A new compound showed promise for patients with acute myeloid leukemia (AML), extending the median days of survival by more than double in a recent study.
MRX-2843 was created to specifically target 2 cell signaling proteins, tyrosine kinases, which help drive abnormal cell growth in AML, non-small cell lung cancer, glioblastoma, and melanoma.
During the study, published in JCI Insight, MRX-2843 was found to block the cell growth of AML, resulting in a dramatic level of cancer cell death.
“Our data indicate that this could be a superior drug for certain resistant forms of acute myeloid leukemia; however, it has to be tested in clinical trials," said researcher Shelton Earp, MD. “We know that leukemia can develop resistance to drugs similar to ours. The questions is: Would this new UNC inhibitor give patients with resistant acute myeloid leukemia longer survival? This is a particularly salient question for older AML patients who can't tolerate high doses of chemotherapy and bone marrow transplant.”
The protein MERTK was found to be over-expressed in AML cells, and researchers looked to develop a compound that could block this protein. However, researchers later discovered that the MRX-2843 also has the ability to block the protein FLT3.
FLT3 is associated with worsening outcomes for patients with AML and is mutated in 20% to 30% of adults and 10% to 15% of children.

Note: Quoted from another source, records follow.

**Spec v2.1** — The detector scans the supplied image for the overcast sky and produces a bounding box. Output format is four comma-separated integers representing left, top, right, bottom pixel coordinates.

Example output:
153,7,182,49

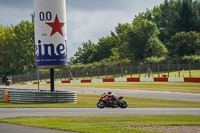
0,0,164,57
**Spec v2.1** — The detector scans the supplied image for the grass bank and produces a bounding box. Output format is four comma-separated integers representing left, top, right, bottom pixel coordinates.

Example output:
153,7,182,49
0,94,200,108
33,82,200,93
0,116,200,133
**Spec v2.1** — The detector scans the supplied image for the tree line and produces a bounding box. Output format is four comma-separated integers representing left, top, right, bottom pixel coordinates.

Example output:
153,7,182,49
70,0,200,66
0,0,200,77
0,21,35,77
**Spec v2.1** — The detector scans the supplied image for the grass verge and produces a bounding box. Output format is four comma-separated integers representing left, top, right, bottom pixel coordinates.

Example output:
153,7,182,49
31,82,200,93
0,94,200,108
0,116,200,133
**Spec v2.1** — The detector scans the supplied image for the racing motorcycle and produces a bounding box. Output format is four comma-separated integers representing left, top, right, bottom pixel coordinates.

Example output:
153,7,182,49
97,93,128,108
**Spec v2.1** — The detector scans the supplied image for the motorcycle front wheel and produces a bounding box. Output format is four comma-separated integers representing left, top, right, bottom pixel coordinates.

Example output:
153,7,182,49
119,101,128,108
97,101,106,108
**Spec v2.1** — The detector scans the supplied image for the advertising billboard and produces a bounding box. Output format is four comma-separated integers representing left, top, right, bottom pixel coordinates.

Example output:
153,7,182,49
34,0,67,69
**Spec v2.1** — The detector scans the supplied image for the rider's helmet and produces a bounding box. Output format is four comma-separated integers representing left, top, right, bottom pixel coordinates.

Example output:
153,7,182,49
108,91,112,95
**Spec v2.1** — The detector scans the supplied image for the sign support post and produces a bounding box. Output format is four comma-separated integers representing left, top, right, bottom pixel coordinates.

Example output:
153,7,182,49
50,68,54,92
33,0,67,92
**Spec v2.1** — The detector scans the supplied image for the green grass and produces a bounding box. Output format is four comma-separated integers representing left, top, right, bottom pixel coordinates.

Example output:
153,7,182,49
0,94,200,108
0,116,200,133
45,82,200,93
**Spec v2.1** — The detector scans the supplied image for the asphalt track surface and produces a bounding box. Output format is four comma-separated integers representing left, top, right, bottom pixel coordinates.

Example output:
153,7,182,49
0,108,200,118
1,86,200,102
0,123,72,133
0,86,200,133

“We examined the structure of a small molecule bound at the active site of the MERTK tyrosine kinase enzyme, and then we designed compounds to be more potent or selective,” said lead researcher Stephen Frye, PhD.

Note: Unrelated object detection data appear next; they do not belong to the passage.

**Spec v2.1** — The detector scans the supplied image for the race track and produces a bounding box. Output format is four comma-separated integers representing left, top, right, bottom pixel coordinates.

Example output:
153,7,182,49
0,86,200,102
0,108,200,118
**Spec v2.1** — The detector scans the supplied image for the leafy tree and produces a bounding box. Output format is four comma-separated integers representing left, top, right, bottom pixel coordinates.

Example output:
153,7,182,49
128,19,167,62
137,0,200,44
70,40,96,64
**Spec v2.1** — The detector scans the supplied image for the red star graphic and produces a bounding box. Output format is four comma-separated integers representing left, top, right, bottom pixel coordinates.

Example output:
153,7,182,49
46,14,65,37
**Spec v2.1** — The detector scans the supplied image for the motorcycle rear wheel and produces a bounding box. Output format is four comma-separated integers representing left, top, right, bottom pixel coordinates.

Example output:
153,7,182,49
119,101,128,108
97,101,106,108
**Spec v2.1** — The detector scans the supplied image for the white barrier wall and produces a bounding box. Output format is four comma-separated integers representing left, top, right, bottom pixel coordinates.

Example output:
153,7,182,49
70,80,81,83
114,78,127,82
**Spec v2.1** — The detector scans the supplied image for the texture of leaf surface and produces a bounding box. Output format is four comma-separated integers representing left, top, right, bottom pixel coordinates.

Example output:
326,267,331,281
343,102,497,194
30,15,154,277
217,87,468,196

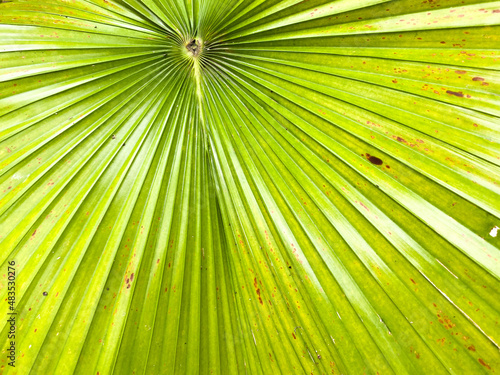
0,0,500,375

During the study, researchers examined more than 1500 compounds that targeted MERTK.
“Our research has shown that when the MERTK protein in a cell is 'turned on,' it can give a cancer cell a survival advantage and often make the cancer cell less responsive to traditional chemotherapy drugs,” said initial discoverer of MERTK, Doug Graham, MD, PhD. “We have been working as a team across multiple labs to develop drugs that effectively 'turn off' the MERTK protein. The MRX-2843 compound is effective at targeting cancer cells with activated MERTK. With the FDA's IND approval to start a first-in-human clinical trial, we hope to bring this drug to adults battling these specific cancers, and ultimately if successful in adults, to the pediatric population.”
Mice with human AML tissue administered the compound orally once daily experienced 2- to 3-fold increased survival.

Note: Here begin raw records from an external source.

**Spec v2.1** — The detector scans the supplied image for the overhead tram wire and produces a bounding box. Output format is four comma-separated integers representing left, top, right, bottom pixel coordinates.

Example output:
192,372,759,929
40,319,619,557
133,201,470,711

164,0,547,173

Additionally, the drug had a positive effect on AML models that developed a resistance to another potential drug. Mice with 1 of 2 additional FLT3 mutations treated with MRX-2843 saw increased survival from 35.5 to 94 days.
A different developmental drug for AML and mutated FLT3 showed an increased survival from 36 to 45 days.
“We know that mutations arise where other compounds bind in the active site of FLT3 so that they will no longer bind,” Frye said. “Data from this study show that our compound is still potent against these resistant mutants because ours has a different binding mode.”